Investigators suspect that Shiv Singh used a proxy candidate, commonly known as a "solver," to clear critical stages of the recruitment process, including the SSC examination and medical assessment. Police sources say that during questioning, the accused admitted to paying Rs 50,000 to an unidentified person who allegedly appeared on his behalf during the selection process.
The alleged plan was simple. A more qualified or prepared candidate would clear the exam and medical stages. Once the selection was secured, the actual beneficiary would step in and join service.
According to police, one of the crucial stages of the recruitment process took place on February 19, 2025, at an examination centre located under the jurisdiction of Bijoli police station in Gwalior.
Following a complaint, police registered a case of cheating and related offences. CSP Robin Jain said investigators are now trying to identify not only the alleged solver but also the network that arranged the impersonation. "We are investigating how contact was established, who arranged the proxy candidate, who financed the operation and whether similar recruitments were manipulated using the same network," a police officer said.
The latest BSF recruitment fraud has revived memories of Gwalior's long association with examination rackets. Over the years, the region has repeatedly surfaced in investigations involving recruitment examinations, including constable recruitment tests, teacher recruitment exams, Patwari examinations and the infamous Vyapam-linked network that exposed large-scale impersonation, solver gangs and admission fraud across Madhya Pradesh.

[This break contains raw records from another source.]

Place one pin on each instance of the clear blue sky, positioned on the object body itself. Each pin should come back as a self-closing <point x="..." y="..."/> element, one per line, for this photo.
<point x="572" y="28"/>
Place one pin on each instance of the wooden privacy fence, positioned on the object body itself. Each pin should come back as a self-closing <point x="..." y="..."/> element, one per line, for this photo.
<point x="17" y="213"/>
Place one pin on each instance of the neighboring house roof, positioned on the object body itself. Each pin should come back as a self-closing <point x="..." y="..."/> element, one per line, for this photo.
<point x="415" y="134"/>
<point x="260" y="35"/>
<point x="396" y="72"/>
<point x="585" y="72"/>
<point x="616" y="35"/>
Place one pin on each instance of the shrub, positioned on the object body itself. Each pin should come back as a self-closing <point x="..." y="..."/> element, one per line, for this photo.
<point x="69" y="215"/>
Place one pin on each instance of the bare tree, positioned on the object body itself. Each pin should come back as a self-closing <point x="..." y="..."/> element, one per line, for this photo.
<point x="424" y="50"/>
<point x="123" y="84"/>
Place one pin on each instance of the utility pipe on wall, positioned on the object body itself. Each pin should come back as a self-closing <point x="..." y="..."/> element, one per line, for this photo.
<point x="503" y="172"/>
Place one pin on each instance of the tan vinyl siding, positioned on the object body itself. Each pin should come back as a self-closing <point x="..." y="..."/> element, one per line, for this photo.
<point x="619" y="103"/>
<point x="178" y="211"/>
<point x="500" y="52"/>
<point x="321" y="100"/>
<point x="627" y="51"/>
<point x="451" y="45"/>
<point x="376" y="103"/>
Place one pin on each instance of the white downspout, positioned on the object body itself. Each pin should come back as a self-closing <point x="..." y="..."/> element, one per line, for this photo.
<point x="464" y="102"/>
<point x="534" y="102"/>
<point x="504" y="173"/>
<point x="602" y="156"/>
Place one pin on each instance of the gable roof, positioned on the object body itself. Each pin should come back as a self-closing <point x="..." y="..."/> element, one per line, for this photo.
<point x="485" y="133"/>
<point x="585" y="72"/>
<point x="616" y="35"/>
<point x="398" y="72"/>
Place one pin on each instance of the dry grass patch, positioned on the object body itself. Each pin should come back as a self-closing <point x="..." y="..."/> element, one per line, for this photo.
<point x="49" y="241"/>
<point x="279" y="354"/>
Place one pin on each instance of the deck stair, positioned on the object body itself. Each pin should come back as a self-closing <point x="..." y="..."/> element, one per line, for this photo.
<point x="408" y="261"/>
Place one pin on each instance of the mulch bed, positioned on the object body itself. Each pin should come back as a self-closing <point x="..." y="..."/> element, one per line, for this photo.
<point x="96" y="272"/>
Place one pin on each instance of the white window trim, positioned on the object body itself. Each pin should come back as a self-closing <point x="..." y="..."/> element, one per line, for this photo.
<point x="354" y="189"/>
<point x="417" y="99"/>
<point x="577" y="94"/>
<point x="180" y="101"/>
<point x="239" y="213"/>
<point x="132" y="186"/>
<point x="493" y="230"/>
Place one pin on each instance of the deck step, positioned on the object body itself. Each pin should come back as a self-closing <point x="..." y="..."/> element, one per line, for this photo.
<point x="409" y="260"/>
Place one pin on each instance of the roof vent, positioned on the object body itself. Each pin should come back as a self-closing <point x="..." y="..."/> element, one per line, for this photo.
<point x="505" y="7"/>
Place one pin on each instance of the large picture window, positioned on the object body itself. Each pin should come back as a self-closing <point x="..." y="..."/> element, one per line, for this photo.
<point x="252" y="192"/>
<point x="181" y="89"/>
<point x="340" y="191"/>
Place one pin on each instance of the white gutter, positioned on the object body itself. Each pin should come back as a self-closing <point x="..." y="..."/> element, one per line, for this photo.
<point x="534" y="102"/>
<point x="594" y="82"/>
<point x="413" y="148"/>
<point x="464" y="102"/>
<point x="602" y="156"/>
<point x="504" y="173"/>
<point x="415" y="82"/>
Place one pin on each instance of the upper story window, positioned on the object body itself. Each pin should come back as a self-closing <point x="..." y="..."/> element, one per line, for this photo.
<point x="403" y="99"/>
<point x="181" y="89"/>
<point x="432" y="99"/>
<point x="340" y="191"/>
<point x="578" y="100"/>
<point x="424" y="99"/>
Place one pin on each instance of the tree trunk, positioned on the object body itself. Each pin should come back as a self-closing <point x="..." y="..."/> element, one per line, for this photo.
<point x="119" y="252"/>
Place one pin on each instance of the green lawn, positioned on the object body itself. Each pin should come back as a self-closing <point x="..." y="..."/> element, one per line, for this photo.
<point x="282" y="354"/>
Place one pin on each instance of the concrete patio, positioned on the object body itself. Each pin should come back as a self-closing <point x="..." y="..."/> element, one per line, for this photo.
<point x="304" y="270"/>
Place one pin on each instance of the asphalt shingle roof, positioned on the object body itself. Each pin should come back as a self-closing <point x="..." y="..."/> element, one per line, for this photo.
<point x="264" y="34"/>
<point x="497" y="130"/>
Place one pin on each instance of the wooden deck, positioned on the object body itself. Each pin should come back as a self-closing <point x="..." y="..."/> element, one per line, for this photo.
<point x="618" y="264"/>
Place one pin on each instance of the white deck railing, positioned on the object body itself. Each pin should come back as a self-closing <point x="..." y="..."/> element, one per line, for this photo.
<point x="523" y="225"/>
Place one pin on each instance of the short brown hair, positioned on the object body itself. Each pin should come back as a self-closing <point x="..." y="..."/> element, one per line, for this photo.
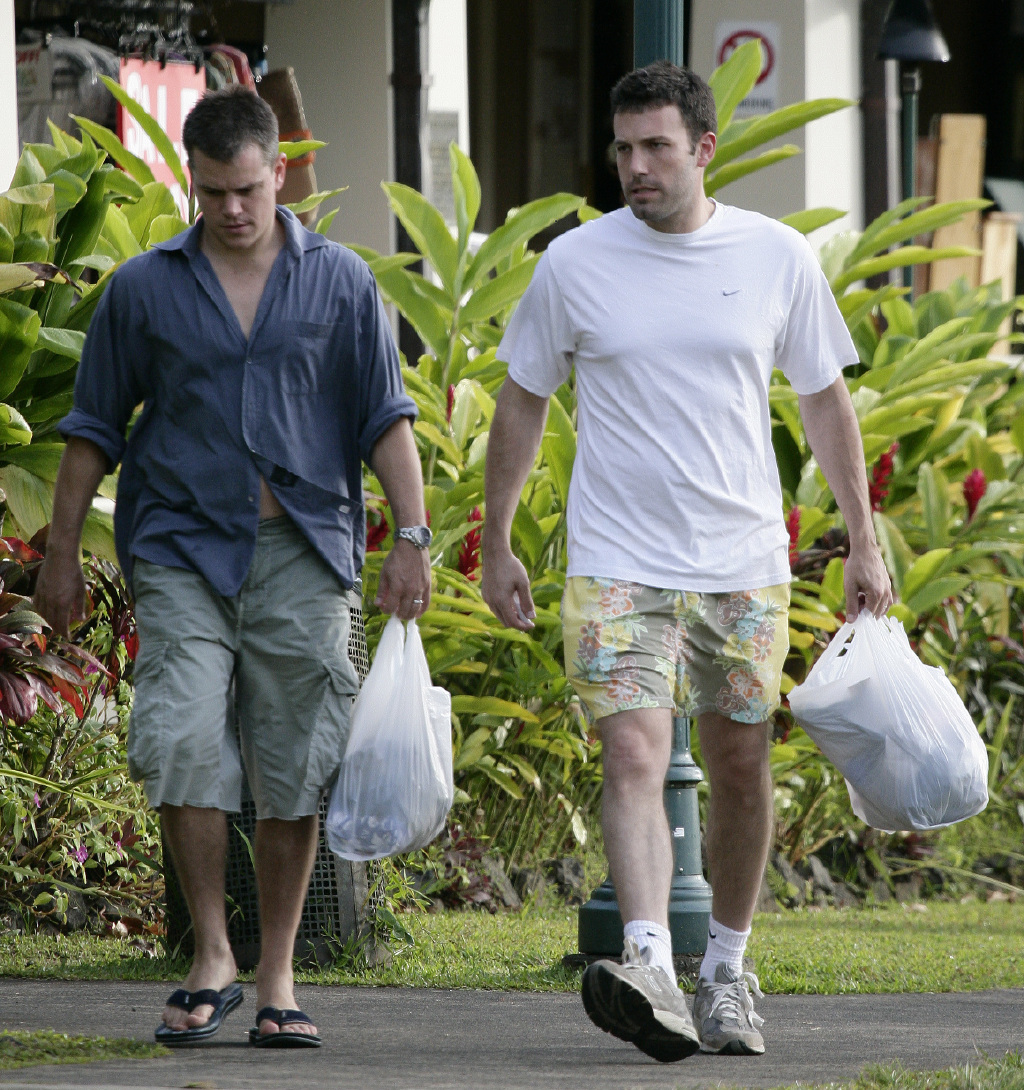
<point x="223" y="122"/>
<point x="666" y="84"/>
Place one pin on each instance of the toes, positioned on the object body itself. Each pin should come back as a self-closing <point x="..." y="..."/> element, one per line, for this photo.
<point x="200" y="1016"/>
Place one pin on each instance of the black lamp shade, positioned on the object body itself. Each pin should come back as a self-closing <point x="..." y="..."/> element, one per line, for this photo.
<point x="912" y="34"/>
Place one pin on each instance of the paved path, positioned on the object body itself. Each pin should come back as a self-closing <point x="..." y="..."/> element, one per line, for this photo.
<point x="399" y="1039"/>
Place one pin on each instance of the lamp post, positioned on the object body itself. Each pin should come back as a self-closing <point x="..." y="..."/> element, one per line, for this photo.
<point x="911" y="35"/>
<point x="659" y="34"/>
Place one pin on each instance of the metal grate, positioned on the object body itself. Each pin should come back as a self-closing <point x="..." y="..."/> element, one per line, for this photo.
<point x="338" y="899"/>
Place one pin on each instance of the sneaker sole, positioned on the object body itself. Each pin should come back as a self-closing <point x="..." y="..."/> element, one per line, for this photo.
<point x="735" y="1048"/>
<point x="625" y="1012"/>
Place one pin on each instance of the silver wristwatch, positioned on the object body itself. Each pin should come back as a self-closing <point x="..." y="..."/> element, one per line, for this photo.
<point x="420" y="536"/>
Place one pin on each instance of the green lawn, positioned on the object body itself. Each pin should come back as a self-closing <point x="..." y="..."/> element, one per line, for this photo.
<point x="947" y="947"/>
<point x="20" y="1049"/>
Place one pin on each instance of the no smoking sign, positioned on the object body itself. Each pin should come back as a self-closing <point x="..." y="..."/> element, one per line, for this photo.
<point x="729" y="36"/>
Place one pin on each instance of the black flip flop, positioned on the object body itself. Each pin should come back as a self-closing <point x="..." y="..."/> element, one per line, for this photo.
<point x="223" y="1002"/>
<point x="282" y="1017"/>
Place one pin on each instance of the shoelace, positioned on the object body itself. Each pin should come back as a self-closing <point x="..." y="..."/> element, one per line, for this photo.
<point x="734" y="1000"/>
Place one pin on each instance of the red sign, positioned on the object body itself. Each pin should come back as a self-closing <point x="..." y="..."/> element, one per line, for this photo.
<point x="167" y="93"/>
<point x="741" y="38"/>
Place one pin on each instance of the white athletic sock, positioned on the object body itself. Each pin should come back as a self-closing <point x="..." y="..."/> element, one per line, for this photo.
<point x="658" y="940"/>
<point x="723" y="945"/>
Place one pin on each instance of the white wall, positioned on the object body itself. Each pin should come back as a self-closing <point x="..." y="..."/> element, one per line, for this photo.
<point x="341" y="57"/>
<point x="447" y="60"/>
<point x="9" y="143"/>
<point x="819" y="58"/>
<point x="834" y="164"/>
<point x="778" y="190"/>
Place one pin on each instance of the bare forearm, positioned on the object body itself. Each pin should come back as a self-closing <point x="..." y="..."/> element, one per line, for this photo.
<point x="833" y="435"/>
<point x="515" y="437"/>
<point x="82" y="468"/>
<point x="396" y="463"/>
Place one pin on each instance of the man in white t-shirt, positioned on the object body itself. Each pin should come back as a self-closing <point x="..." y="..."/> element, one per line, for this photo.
<point x="674" y="312"/>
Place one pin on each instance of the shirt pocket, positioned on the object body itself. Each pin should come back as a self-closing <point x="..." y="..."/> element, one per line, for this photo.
<point x="302" y="356"/>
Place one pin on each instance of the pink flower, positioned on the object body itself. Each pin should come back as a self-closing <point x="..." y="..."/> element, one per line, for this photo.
<point x="469" y="554"/>
<point x="975" y="486"/>
<point x="878" y="486"/>
<point x="793" y="524"/>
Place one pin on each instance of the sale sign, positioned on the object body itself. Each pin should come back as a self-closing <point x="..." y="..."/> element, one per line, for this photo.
<point x="166" y="92"/>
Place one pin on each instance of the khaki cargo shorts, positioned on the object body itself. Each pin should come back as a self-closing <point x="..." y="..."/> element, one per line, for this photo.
<point x="631" y="646"/>
<point x="274" y="659"/>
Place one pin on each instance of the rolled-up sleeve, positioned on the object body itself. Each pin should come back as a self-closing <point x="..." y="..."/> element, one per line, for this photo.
<point x="106" y="390"/>
<point x="383" y="398"/>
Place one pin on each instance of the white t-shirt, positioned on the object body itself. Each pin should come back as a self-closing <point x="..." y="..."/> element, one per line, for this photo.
<point x="674" y="338"/>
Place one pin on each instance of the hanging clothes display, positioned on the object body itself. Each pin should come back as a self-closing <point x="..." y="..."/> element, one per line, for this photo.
<point x="58" y="75"/>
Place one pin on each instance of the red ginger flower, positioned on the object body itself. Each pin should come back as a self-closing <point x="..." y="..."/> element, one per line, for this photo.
<point x="376" y="531"/>
<point x="878" y="486"/>
<point x="469" y="554"/>
<point x="793" y="524"/>
<point x="975" y="486"/>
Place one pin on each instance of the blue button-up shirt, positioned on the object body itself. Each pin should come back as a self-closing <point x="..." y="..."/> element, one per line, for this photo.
<point x="301" y="403"/>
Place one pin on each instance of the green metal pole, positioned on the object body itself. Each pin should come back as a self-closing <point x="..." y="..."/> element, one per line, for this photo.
<point x="689" y="898"/>
<point x="659" y="28"/>
<point x="911" y="88"/>
<point x="659" y="32"/>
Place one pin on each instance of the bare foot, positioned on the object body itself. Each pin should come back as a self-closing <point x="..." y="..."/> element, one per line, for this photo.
<point x="278" y="991"/>
<point x="214" y="970"/>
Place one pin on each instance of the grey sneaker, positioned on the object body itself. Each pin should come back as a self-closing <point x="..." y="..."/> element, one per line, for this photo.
<point x="637" y="1002"/>
<point x="723" y="1009"/>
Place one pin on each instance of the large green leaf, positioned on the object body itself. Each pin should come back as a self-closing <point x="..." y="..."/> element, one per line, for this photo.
<point x="775" y="124"/>
<point x="734" y="171"/>
<point x="491" y="705"/>
<point x="429" y="321"/>
<point x="29" y="499"/>
<point x="151" y="126"/>
<point x="521" y="225"/>
<point x="733" y="81"/>
<point x="156" y="201"/>
<point x="558" y="446"/>
<point x="500" y="293"/>
<point x="905" y="255"/>
<point x="426" y="228"/>
<point x="14" y="428"/>
<point x="29" y="209"/>
<point x="920" y="222"/>
<point x="934" y="491"/>
<point x="810" y="219"/>
<point x="466" y="191"/>
<point x="313" y="201"/>
<point x="19" y="328"/>
<point x="132" y="165"/>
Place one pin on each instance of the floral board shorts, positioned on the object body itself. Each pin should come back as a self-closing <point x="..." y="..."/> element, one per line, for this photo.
<point x="630" y="646"/>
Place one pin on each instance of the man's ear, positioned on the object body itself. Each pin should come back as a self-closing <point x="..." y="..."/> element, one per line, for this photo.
<point x="280" y="167"/>
<point x="706" y="148"/>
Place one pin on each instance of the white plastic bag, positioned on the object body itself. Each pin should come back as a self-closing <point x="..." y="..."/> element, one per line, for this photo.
<point x="894" y="727"/>
<point x="394" y="788"/>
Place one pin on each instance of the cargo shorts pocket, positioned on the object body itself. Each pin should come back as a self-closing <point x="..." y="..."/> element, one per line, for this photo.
<point x="330" y="728"/>
<point x="146" y="730"/>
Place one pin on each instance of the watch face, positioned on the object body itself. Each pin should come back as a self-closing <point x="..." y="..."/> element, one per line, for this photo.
<point x="419" y="535"/>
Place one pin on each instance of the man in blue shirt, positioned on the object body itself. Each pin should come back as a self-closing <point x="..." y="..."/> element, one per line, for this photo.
<point x="265" y="372"/>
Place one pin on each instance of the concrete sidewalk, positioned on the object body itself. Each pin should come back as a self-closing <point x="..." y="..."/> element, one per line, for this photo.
<point x="394" y="1039"/>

Investigators have frequently found that organised networks recruit talented candidates, arrange forged identity documents, manipulate photographs and deploy proxy examinees for government jobs carrying the promise of stable salaries and social prestige.
Officials fear the BSF case could be another chapter in that playbook. Police are now trying to identify the mystery candidate who allegedly took the examination and medical test on behalf of Shiv Singh. Investigators are examining mobile phone records, financial transactions, examination centre data and CCTV footage to determine whether the operation involved a larger organised gang.